David doesn’t really like when I read everything the media says but once in a while you get a few great articles and the occasional shout out to the wife. 🙂  I have included the links below if you are interested in reading them.   We are very excited for this new chapter to begin and the chance to look back at everything we have endured along the way and smile, because it made us stronger.

THUNDER: Finally, Adams’ road to recovery ends Thursday

Trenton Thunder infielder David Adams returns after a long journey

Adams Hopes to Stay Healthy, Return to Form in 2012


Welcome to My Alternate Reality

When you are married to a professional athlete and your life revolves around a sport, you feel like you are in an alternate reality and in many ways, you are.   Baseball is a sport unlike most, one in which you can be drafted as many as four times, and sometimes never play with the “Big Team.”  This is something that most people have a hard time comprehending due to the complexity of the Minor League Baseball Organization, AKA the Farm System.

When I try to explain the lifestyle that I live and the way the organization works, few can understand.   I am often asked the same questions over and over again, ultimately feeling like a broken record.   Truth is, most will never know or even begin to grasp what the life of a professional athlete and their family entails.   You can liken us to a different species, a breed all on our own.

For athletes and their wives, days, or even weeks apart is normal, moving on a whim is expected, and spending more than half the year in hotels is typical.    Many wives are successful in their own right, but most put their careers on hold in favor of their husband’s.   The Major Leagues offer more normalcy than the Minor Leagues in various ways, and I can tell you that having the higher income makes for a MUCH more manageable life, but regardless of where you are, this life is one of many trials.

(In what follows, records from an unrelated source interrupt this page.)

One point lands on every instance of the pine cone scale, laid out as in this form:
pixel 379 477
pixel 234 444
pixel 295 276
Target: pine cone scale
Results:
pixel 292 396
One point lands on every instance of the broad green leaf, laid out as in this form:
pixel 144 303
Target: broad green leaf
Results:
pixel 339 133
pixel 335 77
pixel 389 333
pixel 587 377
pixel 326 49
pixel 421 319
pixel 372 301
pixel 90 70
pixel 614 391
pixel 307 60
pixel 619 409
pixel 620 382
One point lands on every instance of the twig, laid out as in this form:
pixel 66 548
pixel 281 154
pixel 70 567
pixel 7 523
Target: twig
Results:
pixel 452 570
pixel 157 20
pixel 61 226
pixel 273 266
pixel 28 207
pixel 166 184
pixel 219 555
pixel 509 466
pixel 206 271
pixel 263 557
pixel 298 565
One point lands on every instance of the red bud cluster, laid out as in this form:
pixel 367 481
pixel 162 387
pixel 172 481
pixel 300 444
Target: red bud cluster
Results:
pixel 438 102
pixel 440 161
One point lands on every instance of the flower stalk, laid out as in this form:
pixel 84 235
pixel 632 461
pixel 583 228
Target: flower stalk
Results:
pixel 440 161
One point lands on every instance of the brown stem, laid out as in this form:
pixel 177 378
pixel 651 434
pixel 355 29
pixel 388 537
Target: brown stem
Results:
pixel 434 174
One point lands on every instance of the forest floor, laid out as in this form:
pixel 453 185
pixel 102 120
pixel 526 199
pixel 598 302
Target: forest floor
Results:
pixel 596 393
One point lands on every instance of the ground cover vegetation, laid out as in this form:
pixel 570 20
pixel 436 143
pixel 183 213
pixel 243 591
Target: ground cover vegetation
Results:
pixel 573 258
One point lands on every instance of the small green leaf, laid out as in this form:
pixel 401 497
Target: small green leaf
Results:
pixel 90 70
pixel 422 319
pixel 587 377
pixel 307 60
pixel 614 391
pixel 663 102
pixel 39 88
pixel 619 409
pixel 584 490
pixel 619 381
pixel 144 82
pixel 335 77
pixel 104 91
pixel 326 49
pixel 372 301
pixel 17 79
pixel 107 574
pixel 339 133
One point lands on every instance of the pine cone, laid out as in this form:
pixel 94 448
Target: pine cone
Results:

This year I am moving with another married couple and a single, soon-to-be engaged player in order to save money.  I will have a total of three roommates, not including my husband and our four-legged children.  At the end of the day, if the guys are home for more than 15 days a month, that’s a lot.   There is no reason to have our own apartment when I will be alone the majority of the time anyway.  When I explained my living arrangements to my friends they were taken off guard.    To most people, being married and having roommates is “strange” to say the least, but to be perfectly frank, having roommates is the least of the unusual circumstances.

When David and I got married he came home for the weekend and left the day after the wedding.   We didn’t have a honeymoon like most couples, until nearly a year later.   We spent the first six months of marriage apart and I think I saw him a handful of times for 24-48 hours at a time.   Our marriage was not at all typical and to say that I wasn’t slightly disappointed would be a lie.  It was hard being married and feeling like nothing had changed; there is no denying that.    You feel like the day that you make your vows to one another should be the day that you can no longer be without each other, still, in this life you are apart as often as you are together and the only way that isn’t the case is if you can afford to live out of a hotel half the year and rent/own a house at the same time.

It goes without saying that everything I have explained above excludes the complexity that comes into play once you have children.   I can’t speak to that experience but when I have kids I am sure I will.   I definitely want to wait a few years to take that next step and ideally, once David has a secure job in the Majors. Nevertheless, “ideally” is hardly relevant in this life.   Right now we are just living day by day, working hard to make David’s lifelong dream of playing 10+ years in the Major Leagues a reality.